"This is me going to bed."
"I see that."
Neither of us moves.
"We're very bad at this," I observe.
"Terrible. Worst self-control in recorded history."
"One more kiss?"
"One more will turn into twenty more."
"I'm very good at math. I can count."
"Velvet.” I’m thriving on pushing his buttons, but I doubt even with how sexually wired I am, I wouldn’t even last with how tired I am.
"Fine. Be responsible, appropriate, and boring," I tease with a huff, pouting my lips as I cross my arms like I’m going to have a hissy fit.Or an adult tantrum.
He crosses the distance between us in two strides, cups my face, and kisses me like the world is ending. My moan would probably be louder if it wasn’t lost in the hollows of his possessive mouth.

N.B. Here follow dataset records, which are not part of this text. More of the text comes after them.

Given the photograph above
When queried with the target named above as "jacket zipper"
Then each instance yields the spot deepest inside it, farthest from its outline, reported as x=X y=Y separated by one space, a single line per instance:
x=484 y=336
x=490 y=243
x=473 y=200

It's fierce and desperate and perfect, his tongue claiming my mouth while his hands stay frustratingly still on my face.
When he pulls back, we're both wrecked.
Yeah. We should sleep for our sanity…because this chemistry?
Lethal.
"Goodnight, Velvet."
"Goodnight, Alessandro."
I make it three steps before turning back.
"For the record? This was the best first date in the history of first dates."
His smile could power cities.
"Wait until you see what I have planned for the second."
THE FEMALE ALPHA'S VIGIL
~ALEXIS~
The glass house breathes with morning—condensation fogging windows where cool mountain air meets interior warmth.
Five-forty-three AM according to my Patek Philippe, though my body clock knew the time before I checked. Years of international markets trained me to function without sleep, to find clarity in the liminal hours when the world pretends to rest.
My bare feet make no sound on heated floors as I navigate the cottage's geometry. The architects who designed this place understood privacy and exhibitionism in equal measure—walls of transparency where nature deserves witness, solid barriers where humans need shelter.
Very Swiss in its precision, very Italian in its drama.
Wet forest fills my lungs with each breath. Pine and moss, rain-soaked earth and that particular sweetness of autumn decay. The mountains here smell different from home—cleaner, younger, less burdened by centuries of human ambition. But underneath the environmental perfume, another scent winds through the cottage like silk thread.
Velvet.
Black orchids in full nocturnal bloom, but morning has shifted the notes. Where night brings out the cinnamon and amber, dawn reveals vanilla and something indefinable—like confidence given olfactory form. It saturates every molecule of air, marking this space as definitively hers despite less than twenty-four hours of occupation.